For 3-4% of the people, back pain will turn into a chronic (long standing) problem. If you talk to the folks around you, you may find that up to a third of them will have had some form of back pain within the last 30 days. Any guesses what the only type of pain that people have more frequently than back pain? It's headache. That's the only one. Not hip pain or knee pain or carpal tunnel pain. So not only do most of us get back pain, but we also get it frequently!
Here are some other statistics that may scare you. If they don't scare you, at least concern you. The direct cost to treat people in America with back pain is $26 Billion dollars a year. That's 2.5% of the total health care costs in America. If we add in, all the indirect cost (such as welfare, disability, lost tax revenue and lost productivity, the amount exceeds $90 Billion dollars. Some sources report up to $100 Billion dollars per year. Those are some pretty staggering numbers, so let's break it down a little more.
What does this mean if you are an employer?
Back pain is the number 1 cause of job related disability in the United States. Back pain accounts for ¼ of all workers compensation claims. Back pain is also the 2 nd most common reason to miss work. It is 2 nd only to "cold symptoms". Have you ever hurt your back and still had to go to work? What happens? Do you slow down? Do you get as much work done? Do you have to get a fellow employee to help you with certain tasks?

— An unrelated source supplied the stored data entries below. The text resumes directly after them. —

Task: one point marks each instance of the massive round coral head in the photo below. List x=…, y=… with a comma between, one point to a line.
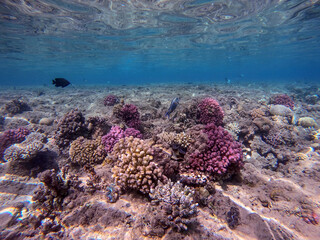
x=135, y=168
x=210, y=112
x=221, y=158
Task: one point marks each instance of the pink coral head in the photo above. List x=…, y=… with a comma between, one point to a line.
x=210, y=112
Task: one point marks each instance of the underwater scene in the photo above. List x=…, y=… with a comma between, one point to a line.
x=160, y=119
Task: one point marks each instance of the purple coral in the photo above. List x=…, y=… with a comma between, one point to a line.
x=130, y=115
x=110, y=100
x=222, y=156
x=10, y=137
x=210, y=112
x=284, y=100
x=115, y=134
x=71, y=126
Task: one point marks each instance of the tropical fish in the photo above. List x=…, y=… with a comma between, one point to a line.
x=173, y=105
x=60, y=82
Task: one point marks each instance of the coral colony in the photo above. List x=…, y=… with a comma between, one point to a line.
x=107, y=172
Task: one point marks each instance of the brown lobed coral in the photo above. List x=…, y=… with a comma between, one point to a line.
x=86, y=152
x=176, y=203
x=135, y=167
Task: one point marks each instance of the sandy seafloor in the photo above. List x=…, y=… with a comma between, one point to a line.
x=277, y=191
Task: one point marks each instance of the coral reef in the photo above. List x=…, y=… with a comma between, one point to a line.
x=115, y=134
x=233, y=217
x=131, y=116
x=111, y=100
x=134, y=165
x=97, y=126
x=284, y=100
x=26, y=150
x=176, y=203
x=210, y=112
x=10, y=137
x=70, y=126
x=222, y=156
x=16, y=106
x=86, y=152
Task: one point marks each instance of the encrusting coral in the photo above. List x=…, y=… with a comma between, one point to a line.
x=84, y=151
x=210, y=112
x=71, y=126
x=176, y=204
x=134, y=165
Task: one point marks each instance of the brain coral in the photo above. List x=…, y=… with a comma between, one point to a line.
x=84, y=151
x=115, y=134
x=71, y=126
x=222, y=156
x=10, y=137
x=25, y=150
x=210, y=112
x=135, y=167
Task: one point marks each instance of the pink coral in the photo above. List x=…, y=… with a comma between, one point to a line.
x=222, y=156
x=10, y=137
x=115, y=134
x=284, y=100
x=131, y=116
x=210, y=112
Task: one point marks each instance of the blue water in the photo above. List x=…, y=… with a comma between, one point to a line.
x=140, y=41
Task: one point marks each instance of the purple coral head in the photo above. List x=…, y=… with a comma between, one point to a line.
x=284, y=100
x=111, y=100
x=221, y=158
x=210, y=112
x=131, y=116
x=109, y=140
x=115, y=134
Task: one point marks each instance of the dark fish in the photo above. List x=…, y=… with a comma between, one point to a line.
x=173, y=105
x=60, y=82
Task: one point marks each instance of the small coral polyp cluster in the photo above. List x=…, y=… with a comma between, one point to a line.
x=114, y=156
x=135, y=168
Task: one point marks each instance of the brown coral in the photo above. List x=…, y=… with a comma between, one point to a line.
x=135, y=167
x=84, y=151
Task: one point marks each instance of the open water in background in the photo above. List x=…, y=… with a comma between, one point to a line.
x=164, y=41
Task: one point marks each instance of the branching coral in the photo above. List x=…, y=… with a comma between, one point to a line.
x=222, y=156
x=71, y=126
x=135, y=167
x=210, y=112
x=84, y=151
x=176, y=203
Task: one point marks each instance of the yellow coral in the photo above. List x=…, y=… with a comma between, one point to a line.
x=84, y=151
x=135, y=168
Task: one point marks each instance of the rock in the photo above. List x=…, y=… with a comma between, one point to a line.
x=307, y=122
x=281, y=110
x=46, y=121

Did you know that the cost (of back pain) to employers is $61.2 Billion dollars a year? The majority of that amount (76.6%) is when the person with back pain is still at work, but in pain and not as productive. An average workers compensation "back claim" costs an employer $20 thousand dollars. That is just an average claim. So, as an employer, back pain means, a big loss of money.
What does this mean to you if you are an employee?
Well, let me ask you this: Do you feel you pay too little money on your health care? Do you wish your premiums were higher? Do you think you should pay more? If you do have back pain, you will pay more. You will most likely pay 2 ½ times as much on health care costs as someone without back pain.
Now let's talk about lost wages. Those of you who have been on disability know, it doesn't pay as much as your normal wages. A study has shown that a person with back pain will miss on average 6.8 days of work (in a 12 month time period). This number is slightly more if the injury is job related (9.2 days), and a bit less for injuries outside of work (4.9 days). That's about 1 week of missed work, with a possibility of less pay or even no pay.
This is not to mention the difficulty or inability to do your normal day to day activities. Mow the lawn, take out the trash, play basketball with the kids, work in the garden or go to the gym. The truth is, when your back hurts, it can affect every part of your life.
That is why it is so important to be proactive when it comes to your back. It is important to learn a little about the anatomy of your spine and how it works. Do you know what the spine is meant to do, and what it is not meant to do? Do you know how to protect your spine and prevent back injuries? If you have hurt your back in the past, do you know the best ways to keep it from happening again? Do you know the safest way to lift things? Do you know what to do if you hurt your back?
A physical therapist can help to answer some of these questions. We, as physical therapists, have a unique view of back care. We don't just want to treat your back; we want to teach you how to care for your own back and maintain a healthy back for life.